The Academy is modelled after the Royal Society and operates under a Royal Charter; as such, it is an independent body, but it has government endorsement. The Academy Secretariat is in Canberra, at the Shine Dome.
The objectives of the Academy are to promote science and science education through a range of activities. It has defined four major program areas:
- recognition of outstanding contributions to science
- education and public awareness
- science policy
- international relations
The Academy also runs the 22 National Committees for Science which provide a forum to discuss issues relevant to all the scientific disciplines in Australia.
The Australian National Research Council (ANRC) was established in 1919 for the purpose of representing Australia on the International Research Council.

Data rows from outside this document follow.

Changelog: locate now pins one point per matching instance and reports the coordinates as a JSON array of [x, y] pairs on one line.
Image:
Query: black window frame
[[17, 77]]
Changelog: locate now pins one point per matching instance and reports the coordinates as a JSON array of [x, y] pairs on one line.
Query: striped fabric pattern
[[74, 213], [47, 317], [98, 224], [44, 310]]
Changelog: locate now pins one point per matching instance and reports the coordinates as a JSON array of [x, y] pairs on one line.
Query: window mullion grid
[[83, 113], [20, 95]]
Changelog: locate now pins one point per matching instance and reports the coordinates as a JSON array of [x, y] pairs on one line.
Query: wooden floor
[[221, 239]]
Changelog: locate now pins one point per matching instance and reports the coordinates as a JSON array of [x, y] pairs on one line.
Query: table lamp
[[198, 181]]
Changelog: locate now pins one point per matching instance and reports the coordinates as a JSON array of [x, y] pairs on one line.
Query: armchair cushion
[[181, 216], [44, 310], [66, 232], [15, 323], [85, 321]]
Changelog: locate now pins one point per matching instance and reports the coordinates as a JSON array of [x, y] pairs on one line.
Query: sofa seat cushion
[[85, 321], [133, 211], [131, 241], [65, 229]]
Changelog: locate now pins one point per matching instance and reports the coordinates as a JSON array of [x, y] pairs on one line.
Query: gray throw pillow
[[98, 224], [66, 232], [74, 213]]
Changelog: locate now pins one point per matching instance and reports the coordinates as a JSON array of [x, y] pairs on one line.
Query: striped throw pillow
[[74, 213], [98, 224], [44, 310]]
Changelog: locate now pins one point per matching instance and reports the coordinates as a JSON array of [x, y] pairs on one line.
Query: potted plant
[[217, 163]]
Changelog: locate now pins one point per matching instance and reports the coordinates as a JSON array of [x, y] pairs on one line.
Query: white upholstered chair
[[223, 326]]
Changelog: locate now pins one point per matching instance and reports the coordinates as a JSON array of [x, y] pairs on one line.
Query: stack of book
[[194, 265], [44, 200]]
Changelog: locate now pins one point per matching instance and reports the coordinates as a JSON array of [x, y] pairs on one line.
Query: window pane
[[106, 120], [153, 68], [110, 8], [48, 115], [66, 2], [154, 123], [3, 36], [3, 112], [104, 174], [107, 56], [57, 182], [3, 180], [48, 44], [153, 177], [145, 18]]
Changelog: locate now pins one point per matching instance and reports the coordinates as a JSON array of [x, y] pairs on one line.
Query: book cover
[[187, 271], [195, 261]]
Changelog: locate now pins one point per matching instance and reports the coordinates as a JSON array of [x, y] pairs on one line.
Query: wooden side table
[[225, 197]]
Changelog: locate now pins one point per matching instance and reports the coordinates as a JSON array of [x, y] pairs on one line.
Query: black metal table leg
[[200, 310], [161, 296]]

The Council ceased to exist in 1954, replaced by the Australian Academy of Science.
The Fellowship of the Australian Academy of Science is made up of around 500 leading Australian scientists. Scientists judged by their peers to have made an exceptional contribution to knowledge in their field may be elected to Fellowship of the Academy. Twenty new Fellows may be elected every year. No more than two Fellows may be elected every three years on the basis of distinguished contributions to science by means other than personal research. A small number of distinguished foreign scientists with substantial connections to Australian science are elected as Corresponding Members. Fellows are denoted by the letters FAA (Fellow of the Australian Academy of Science) after their name.